The health systems said in an April 26 news release announcing the deal that the new nonprofit "aims to expand and accelerate the adoption of value-based care in "diverse, multi-payer, multi-provider, community-based health system environments."
Here are six updates to know on Risant Health since the announcement:
1. Kaiser Permanente expects the deal to acquire Geisinger will close in 2024, pending regulatory approval.
2. Risant Health plans to acquire four or five more health systems and get to a total revenue of $30 billion to $35 billion over the next five years. Risant will be based in Washington, D.C.
3. Geisinger CEO Jaewon Ryu, MD, said the health system will remain in local control if the transaction is approved. He told Becker's Risant Health "takes everything that people are familiar with and love about Geisinger and builds on that to bolster it and sort of give it that turbo-boost, if you will, enhancing all those capabilities that I described earlier." He said the transition won't involve layoffs, but over time, as it looks to improve quality and lower the cost of care, Geisinger will "look at staffing models of tomorrow as opposed to only staffing models of yesterday."
Dr. Ryu will become the CEO of Risant Health if and when Kaiser's acquisition is approved. He said that while no definitive plans have been made, Geisinger will select a new CEO when he transitions out of the role.
4. Risant will make a minimum of $2 billion available to Geisinger — inclusive of any Geisinger internally generated and Risant Health funds — as needed through Dec. 31, 2028, to support necessary hospital, ambulatory facility, technology, and other strategic and routine capital.
5. Greg Adams, chair and CEO of Kaiser Permanente, told Becker's that competing with disruptors was part of the reason for starting Risant Health.
"As healthcare emerges from the worst effects of the pandemic, we are not seeing sufficient movement toward coming together, but rather, a resumption of the pre-pandemic business trends of consolidation, volume-driven care and a worsening of the fragmentation and gaps in our healthcare system," Mr. Adams said. "While some new players share our vision of integrated value-based care for all, we see other new and disruptive market entrants whose business models seem aimed at serving just the healthiest people, which increases fragmentation and ultimately increases the cost of care for everyone."
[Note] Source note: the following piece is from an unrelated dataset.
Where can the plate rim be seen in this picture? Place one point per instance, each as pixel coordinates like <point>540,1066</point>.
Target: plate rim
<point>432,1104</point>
6. Robert Pearl, MD, who served as CEO of The Permanente Medical Group from 1999 through 2017, expressed concerns to Becker's about Risant.
"Short term, the [proposed transaction] is going to help [Geisinger], because they'll get one or two billion dollars from Kaiser, but in the long term — unless they can improve performance — they're going to continue to struggle," Dr. Pearl said. "What's been published tells me that the deal will allow them to improve performance. My opinion right now is that we have to see what will happen, but I have a lot of question marks."